Maicon
Maicon começou a vida fugindo de Merthiolate. Perdia o tampão do dedão no asfalto, gritava alto, mas em casa segurava a bronca. Porque não daria pra segurar a onda de a mãe se ligar no dedo esfolado e resolver deixá-lo desinfectado usando seus remédios ardidos do capeta.
Os parças da rua sabiam que Maicon era diferenciado; jogava a bola pra um lado, pro outro e ninguém tirava a pelota do pés do moleque. Era coisa de louco. ‘Menesquente da peste!’

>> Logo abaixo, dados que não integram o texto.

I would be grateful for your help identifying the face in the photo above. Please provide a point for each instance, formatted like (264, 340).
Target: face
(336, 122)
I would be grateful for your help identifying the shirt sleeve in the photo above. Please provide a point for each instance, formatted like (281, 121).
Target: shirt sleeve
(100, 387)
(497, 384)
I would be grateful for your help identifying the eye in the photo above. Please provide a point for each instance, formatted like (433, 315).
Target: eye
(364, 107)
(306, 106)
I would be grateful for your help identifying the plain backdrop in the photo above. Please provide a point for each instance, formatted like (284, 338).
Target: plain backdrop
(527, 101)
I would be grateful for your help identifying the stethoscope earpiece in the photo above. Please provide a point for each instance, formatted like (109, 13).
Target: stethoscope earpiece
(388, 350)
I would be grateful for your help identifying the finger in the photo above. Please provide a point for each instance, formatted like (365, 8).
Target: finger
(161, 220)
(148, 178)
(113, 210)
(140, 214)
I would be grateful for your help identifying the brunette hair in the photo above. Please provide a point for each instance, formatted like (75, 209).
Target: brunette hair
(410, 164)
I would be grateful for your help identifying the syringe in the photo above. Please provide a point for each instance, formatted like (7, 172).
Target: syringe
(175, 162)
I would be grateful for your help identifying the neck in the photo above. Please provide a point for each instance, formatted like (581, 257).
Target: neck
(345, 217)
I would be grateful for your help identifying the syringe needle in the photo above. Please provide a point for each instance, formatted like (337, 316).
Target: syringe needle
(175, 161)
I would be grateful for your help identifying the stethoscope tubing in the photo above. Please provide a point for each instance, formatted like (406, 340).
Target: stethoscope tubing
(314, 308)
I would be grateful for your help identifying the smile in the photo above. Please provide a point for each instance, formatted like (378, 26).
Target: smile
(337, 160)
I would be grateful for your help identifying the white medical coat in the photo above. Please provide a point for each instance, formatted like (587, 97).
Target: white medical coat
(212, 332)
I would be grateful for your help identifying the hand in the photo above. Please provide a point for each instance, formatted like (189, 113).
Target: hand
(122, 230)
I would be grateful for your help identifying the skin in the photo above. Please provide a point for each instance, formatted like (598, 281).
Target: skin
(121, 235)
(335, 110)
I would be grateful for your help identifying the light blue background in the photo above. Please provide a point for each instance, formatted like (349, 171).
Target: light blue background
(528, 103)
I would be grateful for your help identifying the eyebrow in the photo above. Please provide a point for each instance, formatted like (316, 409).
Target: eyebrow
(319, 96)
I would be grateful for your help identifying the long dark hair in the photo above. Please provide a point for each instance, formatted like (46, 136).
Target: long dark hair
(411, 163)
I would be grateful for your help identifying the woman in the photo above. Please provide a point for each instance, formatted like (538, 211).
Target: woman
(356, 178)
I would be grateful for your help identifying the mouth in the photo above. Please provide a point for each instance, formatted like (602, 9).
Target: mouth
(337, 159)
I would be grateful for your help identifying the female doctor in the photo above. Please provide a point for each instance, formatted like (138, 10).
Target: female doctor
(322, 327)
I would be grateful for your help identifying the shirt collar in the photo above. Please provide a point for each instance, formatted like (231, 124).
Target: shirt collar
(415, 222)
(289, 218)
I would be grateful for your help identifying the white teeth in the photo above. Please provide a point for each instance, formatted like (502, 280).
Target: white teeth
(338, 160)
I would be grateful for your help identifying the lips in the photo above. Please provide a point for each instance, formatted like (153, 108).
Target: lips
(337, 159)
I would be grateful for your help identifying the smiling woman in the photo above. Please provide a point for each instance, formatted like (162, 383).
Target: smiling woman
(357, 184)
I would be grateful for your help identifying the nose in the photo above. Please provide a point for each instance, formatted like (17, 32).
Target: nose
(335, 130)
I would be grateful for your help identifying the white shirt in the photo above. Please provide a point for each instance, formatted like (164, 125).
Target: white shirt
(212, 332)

Maicon morava perto de uma ladeira. A canseira que dava ir buscar a bola lá embaixo fez nascer regras pra evitar capacho. Tinha o chamado ‘embalo, busca’; ou seja, quem tá mais perto da trave e no embalo da corrida é que faz a fita. Busca a bola nem que ela vá parar na avenida. Também tinha o ‘chuta, busca’. Esse se traduz. Lembrar dessa época emociona. Faz tocar uma música e um filme; lembrar da vida toda.
O garoto tinha uma meta. Era jogar bola pra sempre. No Rio, na Itália, em Meca. Não importaria a saudade da tia que tanto lhe ajudou. Não importaria o frio equivalente a dormir dentro de um congelador. Quem tem sonho no horizonte, suporta toda dor.
Maicon cresceu e junto com ele, sua habilidade em deixar metade do campo de boca aberta. Quem não tivesse alerta, tomava rolinho, chapéuzinho, carretilha e mais uma milha de ‘dibres’. Aliás, taí uma palavra que Maicon sempre se negou a falar: driblar. ‘É dibrar, porra!’
Conforme a Europa lhe quis, a humildade do garoto foi mudando de status. Não tirava de rico, não humilhava os amigos, mas aprendeu a lidar com os ratos. Por hora, chamemos de cartolas. O menino fez treino de media-kit, aprendeu a falar com a imprensa e foi se metendo na indecência do futebol.
‘Sou só um menino correndo atrás da bola’.
Não enrola, Maicon. Agora tu é global business. ‘Hypokrisis’ vem do grego, não do latim e significa ‘amigo do Marin’.
A trave não é mais de Havaiana, a cama agora tem lençol de cetim e isso não seria um problema se o emblema do novo Maicon não fosse o silêncio passivo. A dissimulação gravada ou ao-vivo. Maicon, aquele da rua, de apostar tubaína, de ter vergonha de menina. Esse Maicon foi vendido. Agora Maicon vive ao lado de bandidos.
Seu pai e empresário é um baita mal-educado, famoso por manipular o filho. Que foi bem criado, adestrado e premiado, mas, coitado, não imaginou que o ano de 2015 começaria a dar fim na farra.
As festas em iate, os milhares de dólares numa só noite de boate. Tudo com dias contados. O padrão FIFA pouco a pouco estaria esgotado.
Começou com os dirigentes antigos, depois os novos, depois presidentes que, antes, se achavam a versão 2.0 de Deus. Ahhh, que orgulho desse ano em que mano com ligação suja, recebendo lambuja, passou a ser visto como corja. Era hora da limpa. De ver a melhor finta que a sociedade e suas instituições poderiam ter dado aos ladrões.
Jogadores, técnicos, assistentes, marketeiros, cartolas, senhores e senhoras; todos atrás das grades. Todos sentido o peso da novidade que é o século 21. Onde — um por um — dos ‘reis do migué’ será perseguido. Onde bandido que ‘revela’ craque será preso igualzinho traficante de crack.
Para Maicon faltou postura de coletividade. Faltou falar a verdade. Faltou revelar o que todo mundo sabia. Faltou mandar Pelé calar a boca e, assim, fazer poesia. Faltou meter uma louca pressão no Blatter, no Platini, no Del Nero, na RGT. Faltou ligar pro Romário e dizer ‘siga em frente’. Faltou vir na frente da TV, do Instagram e postar algo além do relóginho novo:
Pra Maicon, faltou lembrar que já fez parte do povo.
Família que leva três pro xadrez não pede habeas corpus no fantástico mundo da Rede Globo.